20 July 2021

How a next generation Human Genome Project could save countless lives

By Saloni Dattani & Henry Fingerhut

There’s a quiet revolution underway in the biomedical sciences. The cost of sequencing a human genome has fallen by an estimated 10,000 times in the last 15 years. New gene therapies and immunotherapies, which are growing rapidly, are now able to target specific disease-associated genes and proteins with extraordinary precision. Algorithms able to predict the structure of proteins from their sequences alone have reached the same accuracy as equivalent research carried out by careful experimental methods.

Our ability to understand the structures of genes and proteins at such a precise level is slowly being translated into improvements in many aspects of human health. Sequencing can enable doctors to diagnose genetic disorders at birth and potentially provide life-saving treatment. And the development of specific antibodies has demonstrably reduced the illness faced by patients with various cancers and immune disorders. Antibody therapies are now being successfully used to treat coronary heart disease, which is estimated to be the leading cause of death worldwide. This progress would not have been possible without the genetic studies that identified specific proteins that were commonly disrupted in families with these diseases.
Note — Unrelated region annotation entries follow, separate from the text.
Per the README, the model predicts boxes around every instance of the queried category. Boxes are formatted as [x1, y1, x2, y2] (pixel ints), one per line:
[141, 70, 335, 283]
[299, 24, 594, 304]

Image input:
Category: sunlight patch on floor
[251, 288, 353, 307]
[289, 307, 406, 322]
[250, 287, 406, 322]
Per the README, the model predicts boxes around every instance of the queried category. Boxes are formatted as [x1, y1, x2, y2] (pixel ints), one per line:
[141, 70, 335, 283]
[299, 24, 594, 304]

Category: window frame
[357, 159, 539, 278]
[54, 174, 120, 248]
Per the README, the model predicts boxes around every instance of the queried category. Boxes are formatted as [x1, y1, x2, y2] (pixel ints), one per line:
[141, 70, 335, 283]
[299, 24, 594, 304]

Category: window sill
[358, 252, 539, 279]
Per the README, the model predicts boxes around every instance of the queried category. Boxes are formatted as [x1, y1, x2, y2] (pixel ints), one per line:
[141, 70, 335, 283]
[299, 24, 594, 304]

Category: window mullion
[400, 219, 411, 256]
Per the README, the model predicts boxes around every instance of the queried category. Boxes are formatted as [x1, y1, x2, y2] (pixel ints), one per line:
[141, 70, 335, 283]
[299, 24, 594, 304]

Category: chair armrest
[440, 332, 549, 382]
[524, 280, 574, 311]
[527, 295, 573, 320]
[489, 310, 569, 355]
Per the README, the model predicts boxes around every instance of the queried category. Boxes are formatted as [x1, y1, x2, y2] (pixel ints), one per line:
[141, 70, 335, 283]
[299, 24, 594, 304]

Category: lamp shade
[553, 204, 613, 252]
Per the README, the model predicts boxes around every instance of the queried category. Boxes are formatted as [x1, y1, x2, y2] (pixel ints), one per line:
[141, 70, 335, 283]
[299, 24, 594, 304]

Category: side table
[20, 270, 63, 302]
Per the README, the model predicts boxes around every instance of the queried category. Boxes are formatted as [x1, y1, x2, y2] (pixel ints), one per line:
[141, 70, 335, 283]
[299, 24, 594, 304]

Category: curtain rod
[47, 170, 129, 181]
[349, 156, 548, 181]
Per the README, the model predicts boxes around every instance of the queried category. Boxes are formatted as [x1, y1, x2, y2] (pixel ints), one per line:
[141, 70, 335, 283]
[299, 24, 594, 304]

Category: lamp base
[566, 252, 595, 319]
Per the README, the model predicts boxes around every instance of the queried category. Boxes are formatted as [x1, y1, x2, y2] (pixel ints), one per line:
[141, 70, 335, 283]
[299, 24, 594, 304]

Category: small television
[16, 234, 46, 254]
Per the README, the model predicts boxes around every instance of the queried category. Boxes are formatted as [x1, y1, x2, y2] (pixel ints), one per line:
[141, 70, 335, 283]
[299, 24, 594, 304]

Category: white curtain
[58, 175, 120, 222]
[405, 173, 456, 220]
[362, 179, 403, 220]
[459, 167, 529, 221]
Research will undoubtedly uncover even more potential therapeutics, but scientists face a number of obstacles. The genes responsible for various diseases are tricky to identify and the mechanisms by which they cause disease are difficult to decipher. A key problem is that we lack complete data from different biological sources in the same patients, such as their DNA, gene expression, biomolecules and samples of damaged tissues. Without these, it is more challenging to understand how disease develops at a molecular level, and so we have fewer options in terms of where we can target treatment. Solving this is one major goal of multi-omics, which incorporates data from various layers of omics (i.e. genomics, transcriptomics, proteomics, metabolomics, and so on) to understand how these cogs interact with each other and regulate the human body.

For years, multi-omics research has faced several major roadblocks.

  1. Collection: It has been difficult to acquire multi-omics data for sufficiently large samples, due to the cost of the technologies involved. Omics studies measure thousands of biomolecules and biomarkers, making it crucial to have large numbers of participants to avoid being misled by chance differences in some of these biomolecules.

  2. Standardisation: It has been difficult to standardise the data that has been collected. Most multi-omics research comes from pooling together data from different types of omics or is limited to data from particular organs and tissues only. These multiple sources often mean there are large differences in the conditions under which data are collected, prepared, stored and measured, which have to be accounted for by researchers.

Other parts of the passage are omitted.